The report exposes Thomas’ pattern of secretly accepting private flights, yacht trips and other luxuries from a cadre of super-wealthy conservative donors over three decades in violation of legal and ethical standards. None of these donors knew Thomas before he joined the court.
These undisclosed gifts represent intolerable corruption within the highest court in the land.
ProPublica reported that these wealthy benefactors have treated the justice to at least 38 vacations, including a previously unknown yacht trip around the Bahamas, 26 flights on private jets, helicopter rides, box seats at sporting events and stays at luxury resorts.
Thomas’ misuse of his lofty position to enrich himself and live a life of luxury is just the kind of thing that has eroded the public’s confidence in a crucial institution. The Supreme Court’s perceived legitimacy has dropped to an all-time low.
Thomas appears to have violated the law by failing to disclose these gifts, according to ethics experts. They also raise the possibility of conflicts of interest and improper influence. As the ProPublica writers point out, Thomas’ billionaire donors “work in industries significantly impacted by the court’s decisions.”
More fundamentally, corruption can spring from an official’s conscious or unconscious sense of debt to those who treat him favorably and a tendency to share their worldview. The recipient of such extravagant gifts can hardly help but feel pressure to conform his beliefs to the expectations of the people footing the bill for his luxury flights, yachts and lodging. It’s not unreasonable to question whether Thomas has been guided by the good of our country or is unable to abandon the ideological preferences of his wealthy allies — particularly at the risk of losing a lifestyle to which he and his wife have become accustomed.
And yet even in light of these shameful ethical lapses, we need the Supreme Court, and we need it to be effective and respected. It has been a last line of defense for individual rights, with a history of checking elected officials who would enhance their own power by diminishing ours.

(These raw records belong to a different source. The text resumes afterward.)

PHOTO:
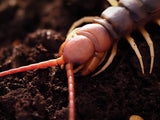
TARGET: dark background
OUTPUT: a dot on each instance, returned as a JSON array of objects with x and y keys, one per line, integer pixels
[{"x": 32, "y": 31}]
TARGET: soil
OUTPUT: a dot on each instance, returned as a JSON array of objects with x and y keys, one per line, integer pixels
[{"x": 32, "y": 31}]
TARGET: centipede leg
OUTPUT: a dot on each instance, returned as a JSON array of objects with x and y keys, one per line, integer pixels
[
  {"x": 113, "y": 2},
  {"x": 150, "y": 44},
  {"x": 92, "y": 64},
  {"x": 110, "y": 59},
  {"x": 135, "y": 48},
  {"x": 81, "y": 21},
  {"x": 158, "y": 21}
]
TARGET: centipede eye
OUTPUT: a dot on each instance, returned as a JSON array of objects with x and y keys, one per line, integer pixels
[{"x": 78, "y": 49}]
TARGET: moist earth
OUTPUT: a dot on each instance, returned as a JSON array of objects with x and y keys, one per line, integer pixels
[{"x": 32, "y": 31}]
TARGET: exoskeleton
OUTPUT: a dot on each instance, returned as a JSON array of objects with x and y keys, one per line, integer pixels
[{"x": 87, "y": 45}]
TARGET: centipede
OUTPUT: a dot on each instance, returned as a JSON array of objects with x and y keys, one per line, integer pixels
[{"x": 87, "y": 46}]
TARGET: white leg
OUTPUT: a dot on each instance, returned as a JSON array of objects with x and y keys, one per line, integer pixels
[
  {"x": 113, "y": 2},
  {"x": 134, "y": 47},
  {"x": 110, "y": 59},
  {"x": 81, "y": 21},
  {"x": 150, "y": 44}
]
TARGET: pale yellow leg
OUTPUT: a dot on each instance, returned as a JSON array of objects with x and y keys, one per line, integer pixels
[
  {"x": 81, "y": 21},
  {"x": 150, "y": 44},
  {"x": 113, "y": 2},
  {"x": 158, "y": 21},
  {"x": 92, "y": 64},
  {"x": 110, "y": 59},
  {"x": 134, "y": 47}
]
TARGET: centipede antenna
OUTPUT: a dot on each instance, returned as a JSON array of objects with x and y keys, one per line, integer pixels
[
  {"x": 48, "y": 63},
  {"x": 150, "y": 44},
  {"x": 158, "y": 21},
  {"x": 135, "y": 48},
  {"x": 81, "y": 21},
  {"x": 70, "y": 76},
  {"x": 109, "y": 61},
  {"x": 113, "y": 2}
]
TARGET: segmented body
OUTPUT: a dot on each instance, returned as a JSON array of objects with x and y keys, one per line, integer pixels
[
  {"x": 128, "y": 15},
  {"x": 88, "y": 44}
]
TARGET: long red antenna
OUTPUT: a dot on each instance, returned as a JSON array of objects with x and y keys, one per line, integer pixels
[
  {"x": 70, "y": 75},
  {"x": 48, "y": 63}
]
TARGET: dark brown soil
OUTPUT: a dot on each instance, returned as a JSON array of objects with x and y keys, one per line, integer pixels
[{"x": 32, "y": 31}]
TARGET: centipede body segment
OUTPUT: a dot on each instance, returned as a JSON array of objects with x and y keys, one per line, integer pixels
[{"x": 88, "y": 45}]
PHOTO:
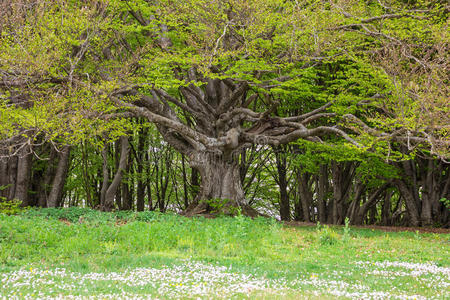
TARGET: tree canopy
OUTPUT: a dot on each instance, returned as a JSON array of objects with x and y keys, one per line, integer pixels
[{"x": 219, "y": 76}]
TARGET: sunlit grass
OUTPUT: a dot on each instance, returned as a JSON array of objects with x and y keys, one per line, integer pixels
[{"x": 176, "y": 257}]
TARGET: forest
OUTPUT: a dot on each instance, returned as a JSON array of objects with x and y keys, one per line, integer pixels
[{"x": 308, "y": 110}]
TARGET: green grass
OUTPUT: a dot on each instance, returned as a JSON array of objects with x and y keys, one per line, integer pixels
[{"x": 168, "y": 256}]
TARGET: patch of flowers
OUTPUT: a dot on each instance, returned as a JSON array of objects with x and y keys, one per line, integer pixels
[{"x": 192, "y": 279}]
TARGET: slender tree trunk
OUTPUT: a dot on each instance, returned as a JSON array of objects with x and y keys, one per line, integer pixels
[
  {"x": 12, "y": 177},
  {"x": 3, "y": 176},
  {"x": 285, "y": 209},
  {"x": 185, "y": 183},
  {"x": 56, "y": 193},
  {"x": 322, "y": 193},
  {"x": 110, "y": 193},
  {"x": 23, "y": 177},
  {"x": 369, "y": 204},
  {"x": 410, "y": 201},
  {"x": 306, "y": 196},
  {"x": 140, "y": 193},
  {"x": 342, "y": 178},
  {"x": 426, "y": 215},
  {"x": 49, "y": 174},
  {"x": 386, "y": 209}
]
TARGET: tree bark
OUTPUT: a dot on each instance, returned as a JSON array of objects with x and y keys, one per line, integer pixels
[
  {"x": 322, "y": 193},
  {"x": 3, "y": 177},
  {"x": 56, "y": 193},
  {"x": 219, "y": 181},
  {"x": 306, "y": 196},
  {"x": 410, "y": 201},
  {"x": 285, "y": 210},
  {"x": 108, "y": 203},
  {"x": 23, "y": 177}
]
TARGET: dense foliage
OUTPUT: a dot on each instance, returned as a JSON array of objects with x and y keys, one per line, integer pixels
[{"x": 307, "y": 110}]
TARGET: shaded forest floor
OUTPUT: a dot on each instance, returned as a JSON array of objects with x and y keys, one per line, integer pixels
[
  {"x": 151, "y": 255},
  {"x": 377, "y": 227}
]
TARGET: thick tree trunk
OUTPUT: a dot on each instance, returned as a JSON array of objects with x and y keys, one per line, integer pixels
[
  {"x": 220, "y": 189},
  {"x": 56, "y": 193}
]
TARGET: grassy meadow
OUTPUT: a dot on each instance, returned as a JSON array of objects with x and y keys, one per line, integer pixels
[{"x": 85, "y": 254}]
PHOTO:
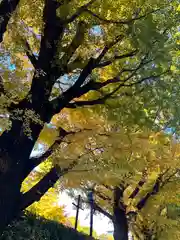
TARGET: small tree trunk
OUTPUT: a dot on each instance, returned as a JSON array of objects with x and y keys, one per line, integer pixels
[{"x": 119, "y": 218}]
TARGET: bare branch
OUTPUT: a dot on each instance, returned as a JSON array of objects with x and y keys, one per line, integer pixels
[
  {"x": 127, "y": 21},
  {"x": 139, "y": 185},
  {"x": 79, "y": 11},
  {"x": 2, "y": 90},
  {"x": 108, "y": 62},
  {"x": 7, "y": 7},
  {"x": 108, "y": 96},
  {"x": 104, "y": 212},
  {"x": 76, "y": 42},
  {"x": 30, "y": 55}
]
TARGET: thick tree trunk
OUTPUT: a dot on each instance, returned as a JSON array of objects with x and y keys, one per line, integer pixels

Making the Supreme Court accountable to ethical rules is the road to restoring its credibility. The Supreme Court Ethics, Recusal and Transparency (SCERT) Act, which focuses on standards for recusal from cases by the justices, is a critical and constitutionally appropriate step toward that goal.
Another would be an investigation of Thomas’ apparent ethical violations by the Department of Justice or Chief Justice John G. Roberts Jr., as one of us has previously urged.
Like other judges and indeed most Americans in any profession, the justices must be subject to an enforceable code of conduct. The Supreme Court clearly needs a reminder that although judges interpret the law, they are not above it. Americans can and should remind them of that in a variety of ways.
Citizens can call or write to their congressional representatives and urge them to act on legislation to hold the court accountable. Lawyers can speak out through groups such as the American Bar Assn., which this week announced a Task Force on Democracy led by esteemed former federal appellate Judge J. Michael Luttig.
Every one of us can make it clear that this type of corruption of the court is unacceptable. Justice Thomas, sadly, will leave a legacy of failure to abide by ethical and legal standards. It’s a legacy Americans must resoundingly reject.
Noah Bookbinder is the president of Citizens for Responsibility and Ethics in Washington and a former federal prosecutor. Dennis Aftergut is a former federal prosecutor who is of counsel to Lawyers Defending American Democracy.